Total Build time: 0.3288764953613281
Total Solve time: 6.876295566558838
Solver time: 2.9223
a = 1.021506
b = 0.978350
c = 1.007642
Original (IMODE=3) with Timing
from gekko import GEKKO
import numpy as np
import time
start = time.time()
m = GEKKO() # instantiate gekko model
# instantiate free variables
a = m.FV(lb=0, ub=2)
a.STATUS = 1
b = m.FV(lb=0, ub=2)
b.STATUS = 1
c = m.FV(lb=0, ub=2)
c.STATUS = 1
n_eqs1 = 1000 # number of equations in dataset1
n_eqs2 = 500 # number of equations in dataset2
n_terms = 12 # number of terms in each equation
noise_scl = 1 # amount of noise represented as the std of the nrml distributions
# training datasets
x = {
"dataset1": np.arange(n_eqs1)[:, np.newaxis]

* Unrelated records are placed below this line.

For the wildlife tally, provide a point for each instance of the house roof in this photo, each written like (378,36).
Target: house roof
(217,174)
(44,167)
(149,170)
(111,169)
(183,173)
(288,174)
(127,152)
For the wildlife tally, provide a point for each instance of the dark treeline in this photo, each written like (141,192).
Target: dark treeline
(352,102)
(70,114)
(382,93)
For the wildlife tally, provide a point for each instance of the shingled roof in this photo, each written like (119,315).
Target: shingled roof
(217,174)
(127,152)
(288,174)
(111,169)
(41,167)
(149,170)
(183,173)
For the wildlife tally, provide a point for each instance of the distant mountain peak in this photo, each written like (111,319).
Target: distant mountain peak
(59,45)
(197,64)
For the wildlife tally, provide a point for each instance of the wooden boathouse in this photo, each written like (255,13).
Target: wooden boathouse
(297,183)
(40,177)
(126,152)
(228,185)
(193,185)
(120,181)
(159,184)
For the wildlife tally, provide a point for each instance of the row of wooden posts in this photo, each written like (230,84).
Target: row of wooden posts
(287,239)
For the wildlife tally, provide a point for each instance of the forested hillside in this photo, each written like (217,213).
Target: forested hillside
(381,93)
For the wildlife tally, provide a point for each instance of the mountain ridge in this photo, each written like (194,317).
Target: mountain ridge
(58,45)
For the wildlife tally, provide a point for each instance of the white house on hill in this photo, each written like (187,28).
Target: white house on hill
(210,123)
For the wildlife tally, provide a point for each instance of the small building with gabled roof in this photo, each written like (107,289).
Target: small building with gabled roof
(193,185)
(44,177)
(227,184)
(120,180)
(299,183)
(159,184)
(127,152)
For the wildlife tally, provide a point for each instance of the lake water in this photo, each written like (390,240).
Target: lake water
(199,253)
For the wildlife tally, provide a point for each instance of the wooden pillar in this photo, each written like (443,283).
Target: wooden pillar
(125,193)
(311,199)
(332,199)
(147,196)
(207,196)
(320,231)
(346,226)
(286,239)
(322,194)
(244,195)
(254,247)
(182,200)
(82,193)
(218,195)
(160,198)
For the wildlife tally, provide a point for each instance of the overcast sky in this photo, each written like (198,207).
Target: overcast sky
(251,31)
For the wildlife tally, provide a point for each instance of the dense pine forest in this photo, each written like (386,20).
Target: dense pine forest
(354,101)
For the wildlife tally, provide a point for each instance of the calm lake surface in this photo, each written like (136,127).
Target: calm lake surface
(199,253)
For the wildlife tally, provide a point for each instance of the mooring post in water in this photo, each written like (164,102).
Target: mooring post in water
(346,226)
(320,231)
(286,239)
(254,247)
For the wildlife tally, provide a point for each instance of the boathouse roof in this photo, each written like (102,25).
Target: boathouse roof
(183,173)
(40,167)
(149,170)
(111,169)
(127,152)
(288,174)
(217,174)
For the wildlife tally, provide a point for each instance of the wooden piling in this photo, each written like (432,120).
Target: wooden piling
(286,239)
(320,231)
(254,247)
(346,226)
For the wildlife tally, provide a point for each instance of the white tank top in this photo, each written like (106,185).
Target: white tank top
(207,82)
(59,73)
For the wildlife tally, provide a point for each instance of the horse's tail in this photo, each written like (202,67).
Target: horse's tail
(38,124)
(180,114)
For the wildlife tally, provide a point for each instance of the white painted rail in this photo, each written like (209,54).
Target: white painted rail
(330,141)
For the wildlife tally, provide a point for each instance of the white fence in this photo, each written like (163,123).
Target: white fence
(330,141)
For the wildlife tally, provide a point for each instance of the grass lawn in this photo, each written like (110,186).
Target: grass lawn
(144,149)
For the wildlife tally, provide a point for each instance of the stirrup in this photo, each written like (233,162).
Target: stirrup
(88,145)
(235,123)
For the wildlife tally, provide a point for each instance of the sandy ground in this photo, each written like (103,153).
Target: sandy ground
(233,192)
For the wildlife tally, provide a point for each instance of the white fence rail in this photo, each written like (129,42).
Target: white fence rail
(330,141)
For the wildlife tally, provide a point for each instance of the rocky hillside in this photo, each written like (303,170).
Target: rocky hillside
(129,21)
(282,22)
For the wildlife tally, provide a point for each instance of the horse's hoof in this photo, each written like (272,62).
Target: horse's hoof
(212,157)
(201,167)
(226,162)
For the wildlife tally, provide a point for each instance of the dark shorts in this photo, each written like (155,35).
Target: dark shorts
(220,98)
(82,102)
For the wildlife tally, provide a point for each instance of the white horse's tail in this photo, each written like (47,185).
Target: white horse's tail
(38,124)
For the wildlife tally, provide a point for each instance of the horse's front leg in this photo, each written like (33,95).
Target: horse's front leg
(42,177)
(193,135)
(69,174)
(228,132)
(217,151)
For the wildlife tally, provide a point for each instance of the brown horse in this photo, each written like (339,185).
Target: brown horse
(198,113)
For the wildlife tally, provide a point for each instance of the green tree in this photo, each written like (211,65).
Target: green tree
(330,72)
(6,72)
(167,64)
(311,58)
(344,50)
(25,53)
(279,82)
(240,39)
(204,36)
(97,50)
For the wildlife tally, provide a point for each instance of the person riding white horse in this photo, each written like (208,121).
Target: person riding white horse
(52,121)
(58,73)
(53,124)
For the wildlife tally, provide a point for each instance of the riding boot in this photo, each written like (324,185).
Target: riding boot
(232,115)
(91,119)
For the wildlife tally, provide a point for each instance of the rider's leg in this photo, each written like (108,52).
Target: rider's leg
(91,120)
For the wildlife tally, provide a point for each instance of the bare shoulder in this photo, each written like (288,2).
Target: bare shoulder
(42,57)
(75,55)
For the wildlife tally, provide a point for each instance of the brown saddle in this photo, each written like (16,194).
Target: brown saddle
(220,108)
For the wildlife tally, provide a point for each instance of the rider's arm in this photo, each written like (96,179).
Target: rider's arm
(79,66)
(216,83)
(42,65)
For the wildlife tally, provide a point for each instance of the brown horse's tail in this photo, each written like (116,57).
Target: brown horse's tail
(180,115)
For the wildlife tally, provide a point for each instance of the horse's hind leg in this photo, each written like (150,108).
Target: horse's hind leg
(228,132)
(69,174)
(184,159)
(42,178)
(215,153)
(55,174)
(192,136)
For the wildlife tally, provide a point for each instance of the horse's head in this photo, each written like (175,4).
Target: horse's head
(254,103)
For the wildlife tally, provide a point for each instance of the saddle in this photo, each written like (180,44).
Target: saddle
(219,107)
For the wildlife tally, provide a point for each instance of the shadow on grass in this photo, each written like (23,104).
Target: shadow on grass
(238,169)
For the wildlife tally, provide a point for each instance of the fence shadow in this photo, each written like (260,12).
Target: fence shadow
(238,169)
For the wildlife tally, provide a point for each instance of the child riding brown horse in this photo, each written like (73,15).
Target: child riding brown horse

+ np.random.normal(loc=0, scale=noise_scl, \
size=(n_eqs1, n_terms)),
"dataset2": np.arange(n_eqs2)[:, np.newaxis]
+ np.random.normal(loc=0, scale=noise_scl, \
size=(n_eqs2, n_terms)),
}
# response
y = np.arange(n_eqs1)
for x_ds in x.values():
for i in range(x_ds.shape[0]):
# minimize equations
m.Minimize(
(
y[i]
- (
x_ds[i, 0] * a
+ x_ds[i, 1] * a**2
+ x_ds[i, 2] * a * b
+ x_ds[i, 3] * a * (b**2)
+ x_ds[i, 4] * (a**2) * b
+ x_ds[i, 5] * (a**2) * (b**2)
+ x_ds[i, 6] * c
+ x_ds[i, 7] * (c**2)
+ x_ds[i, 8] * c * b
+ x_ds[i, 9] * c * (b**2)
+ x_ds[i, 10] * (c**2) * b
+ x_ds[i, 11] * (c**2) * (b**2)
)
/ n_terms
)
** 2
)
m.options.IMODE = 3
print('Total Build time:',time.time()-start)
start = time.time()
m.solve(disp=False)
print('Total Solve time:',time.time()-start)
print('Solver time:',m.options.SOLVETIME)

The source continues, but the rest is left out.